Friday, June 29, 2007

Who gave Paula Abdul a reality show?


I’d rather watch the golf channel while trying to slit my wrists with a butter knife.

Fuck, if I stay home much longer that could be my tomorrow.

Nope, I haven’t found a job yet and my emotional state has slowly fallen over the last week.

My doc put me on Lexapro and I’ve been taking it. Now the prescription has run out and I’ve left five messages for him over the last couple of weeks with no return phone call.

So basically I’m coming off of anti-depressants and guess what?? I’m a little depressed.

He gave me this particular pill to help me start to feel normal again and I was almost there.

Fuck it…back to booze I guess. I write better when I’m drunk anyway and I think that happiness is over-rated.

Plus happy people get on my fucking nerves.

I’m slowly running out of time and money.

My grandmother use to say “pick your self up by your boot straps and go on.”

That pill could have been sugar coated shit for all I know and my doctor always calls me back but not this time.

So I’ll carry on.

A couple of good things have happened.

My ex came through for me and got the non-smogable Monster smogged.
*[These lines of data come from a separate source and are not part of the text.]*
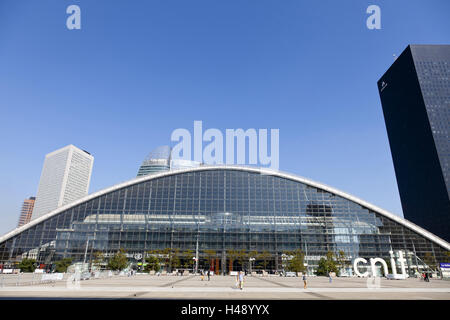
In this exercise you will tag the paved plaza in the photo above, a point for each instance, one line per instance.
(144, 286)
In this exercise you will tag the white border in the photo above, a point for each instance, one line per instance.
(263, 171)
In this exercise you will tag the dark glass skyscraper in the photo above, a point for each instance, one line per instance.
(415, 94)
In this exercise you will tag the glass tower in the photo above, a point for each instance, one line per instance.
(415, 95)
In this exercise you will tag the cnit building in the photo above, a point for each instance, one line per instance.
(216, 209)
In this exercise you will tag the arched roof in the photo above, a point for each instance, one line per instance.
(428, 235)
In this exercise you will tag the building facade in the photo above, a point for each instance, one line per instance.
(26, 211)
(157, 161)
(215, 211)
(65, 177)
(415, 95)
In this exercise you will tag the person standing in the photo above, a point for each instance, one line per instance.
(241, 280)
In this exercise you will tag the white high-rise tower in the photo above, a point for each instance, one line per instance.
(65, 178)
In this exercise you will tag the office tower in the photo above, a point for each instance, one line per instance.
(65, 178)
(415, 94)
(27, 210)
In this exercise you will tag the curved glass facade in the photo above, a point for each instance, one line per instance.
(218, 210)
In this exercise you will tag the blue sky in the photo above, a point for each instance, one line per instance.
(139, 69)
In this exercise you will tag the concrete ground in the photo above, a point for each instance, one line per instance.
(224, 287)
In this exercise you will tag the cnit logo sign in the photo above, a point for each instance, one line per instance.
(374, 261)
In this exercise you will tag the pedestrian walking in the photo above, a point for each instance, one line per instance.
(241, 280)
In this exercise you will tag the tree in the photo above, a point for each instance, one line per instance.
(265, 257)
(99, 258)
(174, 258)
(152, 264)
(188, 256)
(341, 260)
(27, 265)
(297, 263)
(252, 254)
(232, 255)
(210, 254)
(63, 264)
(327, 265)
(242, 256)
(119, 261)
(447, 256)
(429, 260)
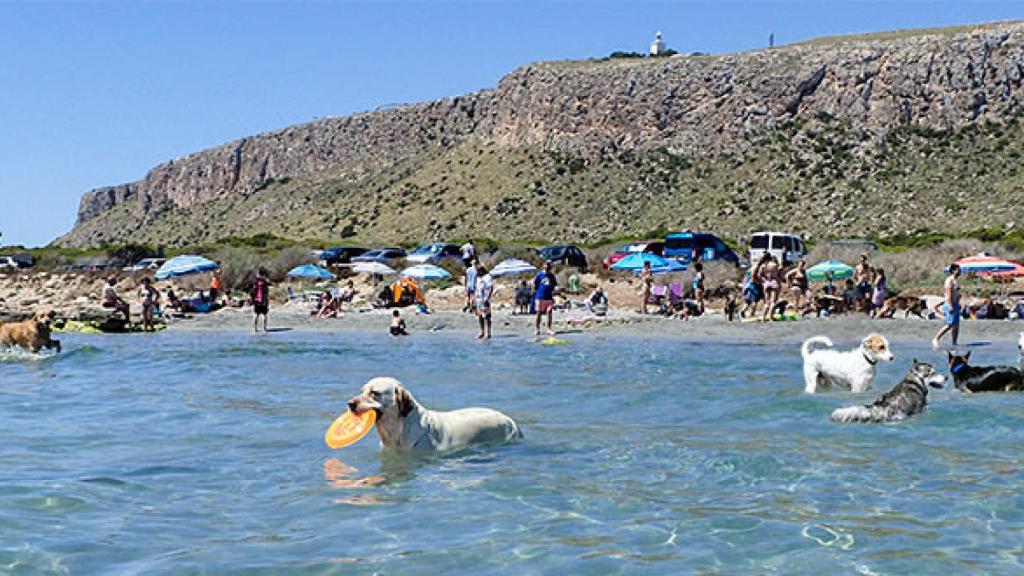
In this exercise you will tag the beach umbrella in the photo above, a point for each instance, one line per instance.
(311, 272)
(1016, 272)
(984, 264)
(635, 262)
(426, 272)
(828, 271)
(183, 265)
(512, 266)
(376, 269)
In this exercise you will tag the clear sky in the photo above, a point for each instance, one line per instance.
(96, 93)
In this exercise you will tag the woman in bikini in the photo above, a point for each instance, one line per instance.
(799, 285)
(770, 282)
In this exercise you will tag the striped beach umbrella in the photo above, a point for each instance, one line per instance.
(984, 264)
(184, 265)
(829, 270)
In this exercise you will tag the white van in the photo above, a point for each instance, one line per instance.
(787, 248)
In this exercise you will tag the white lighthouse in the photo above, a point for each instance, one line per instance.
(657, 47)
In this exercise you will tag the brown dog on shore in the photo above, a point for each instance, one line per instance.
(33, 334)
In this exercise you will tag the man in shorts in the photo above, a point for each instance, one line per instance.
(862, 277)
(544, 294)
(950, 306)
(484, 291)
(470, 287)
(468, 253)
(261, 298)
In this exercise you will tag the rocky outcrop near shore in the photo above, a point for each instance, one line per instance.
(794, 125)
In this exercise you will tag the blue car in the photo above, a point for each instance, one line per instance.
(709, 247)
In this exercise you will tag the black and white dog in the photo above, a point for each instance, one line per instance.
(906, 399)
(984, 378)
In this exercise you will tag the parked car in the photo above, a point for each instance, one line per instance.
(565, 254)
(382, 255)
(787, 248)
(340, 255)
(682, 246)
(434, 252)
(649, 247)
(145, 263)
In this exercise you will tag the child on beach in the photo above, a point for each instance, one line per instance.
(261, 298)
(397, 327)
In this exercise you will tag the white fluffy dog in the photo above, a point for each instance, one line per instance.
(401, 422)
(853, 370)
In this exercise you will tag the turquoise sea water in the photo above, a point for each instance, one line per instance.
(203, 453)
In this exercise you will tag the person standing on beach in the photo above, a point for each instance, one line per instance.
(881, 292)
(950, 306)
(470, 287)
(799, 284)
(468, 253)
(862, 278)
(261, 299)
(544, 294)
(647, 280)
(150, 297)
(111, 299)
(770, 283)
(698, 284)
(484, 291)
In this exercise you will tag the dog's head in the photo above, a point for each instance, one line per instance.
(876, 347)
(43, 318)
(957, 362)
(927, 373)
(385, 396)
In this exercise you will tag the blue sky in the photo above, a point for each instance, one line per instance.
(96, 93)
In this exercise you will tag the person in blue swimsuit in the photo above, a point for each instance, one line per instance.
(950, 307)
(544, 295)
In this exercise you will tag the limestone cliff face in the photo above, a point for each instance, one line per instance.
(349, 148)
(696, 106)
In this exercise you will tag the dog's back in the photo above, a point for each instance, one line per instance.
(906, 399)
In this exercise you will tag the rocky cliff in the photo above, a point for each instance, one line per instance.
(622, 147)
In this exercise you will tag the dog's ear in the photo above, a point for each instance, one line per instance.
(403, 400)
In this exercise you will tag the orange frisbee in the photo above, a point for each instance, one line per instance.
(349, 427)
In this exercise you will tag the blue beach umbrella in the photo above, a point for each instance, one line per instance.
(426, 272)
(512, 266)
(183, 265)
(634, 262)
(311, 272)
(821, 271)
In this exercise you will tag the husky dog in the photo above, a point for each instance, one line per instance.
(906, 399)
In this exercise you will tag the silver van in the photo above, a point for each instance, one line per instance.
(788, 248)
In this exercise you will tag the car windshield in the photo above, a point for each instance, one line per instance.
(679, 243)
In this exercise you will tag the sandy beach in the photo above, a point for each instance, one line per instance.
(619, 323)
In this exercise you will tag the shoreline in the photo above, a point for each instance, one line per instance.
(619, 323)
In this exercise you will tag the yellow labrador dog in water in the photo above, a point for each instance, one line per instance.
(401, 422)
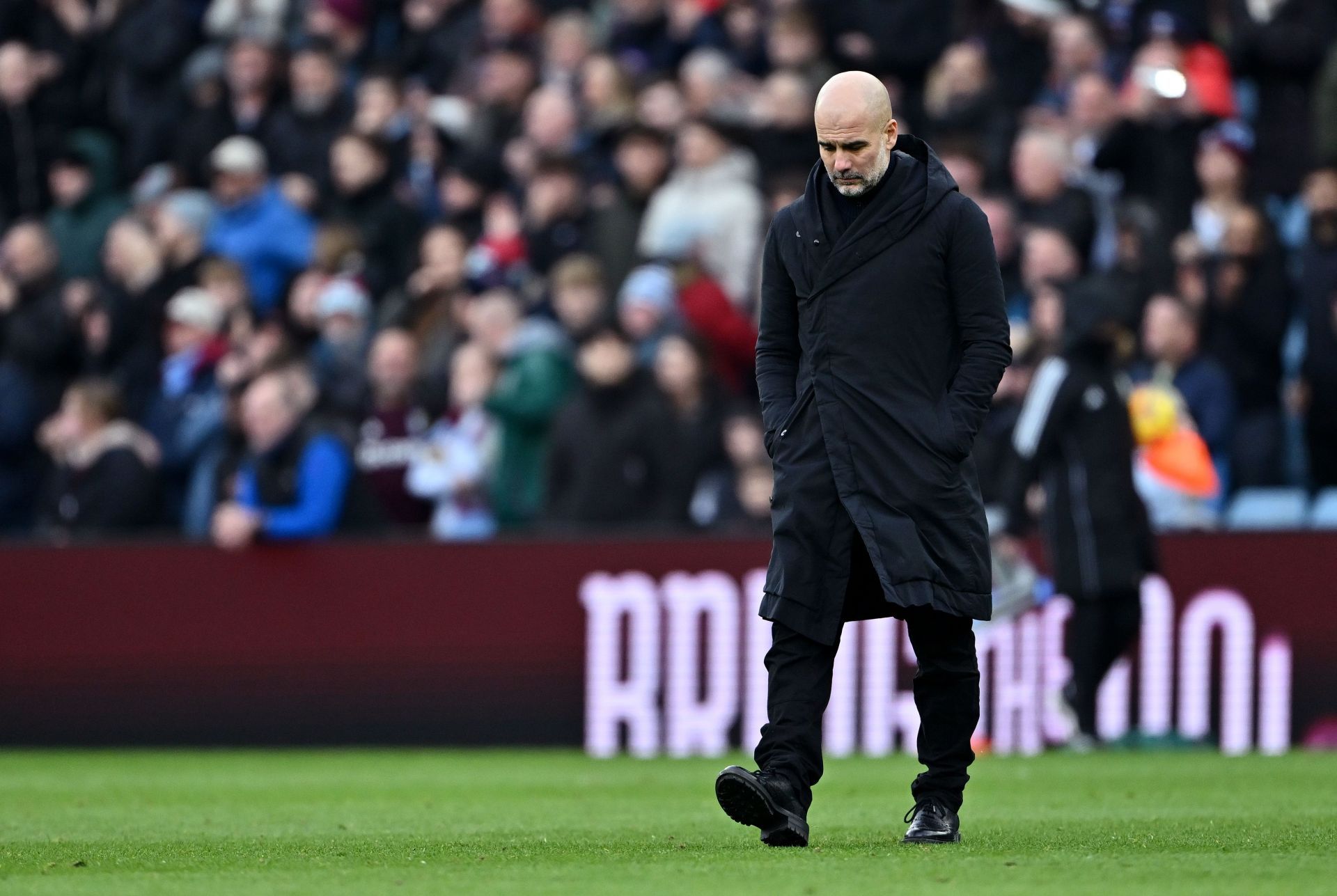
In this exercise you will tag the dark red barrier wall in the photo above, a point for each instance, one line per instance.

It was a very shady deal without being shady at all…it was the white smog mafia. I loved it! I got my 08 tags today.
July will be my final credit card debt payment. $17,000 in execrating $500 payments for almost 4 years.

Unfortunately, there are a helluvalot of other people waiting in line for money I don’t have. I think that most people have that problem though.

I have to always remind myself I have so much more than most.

Including Xanax…excuse me…I have to go now…heh.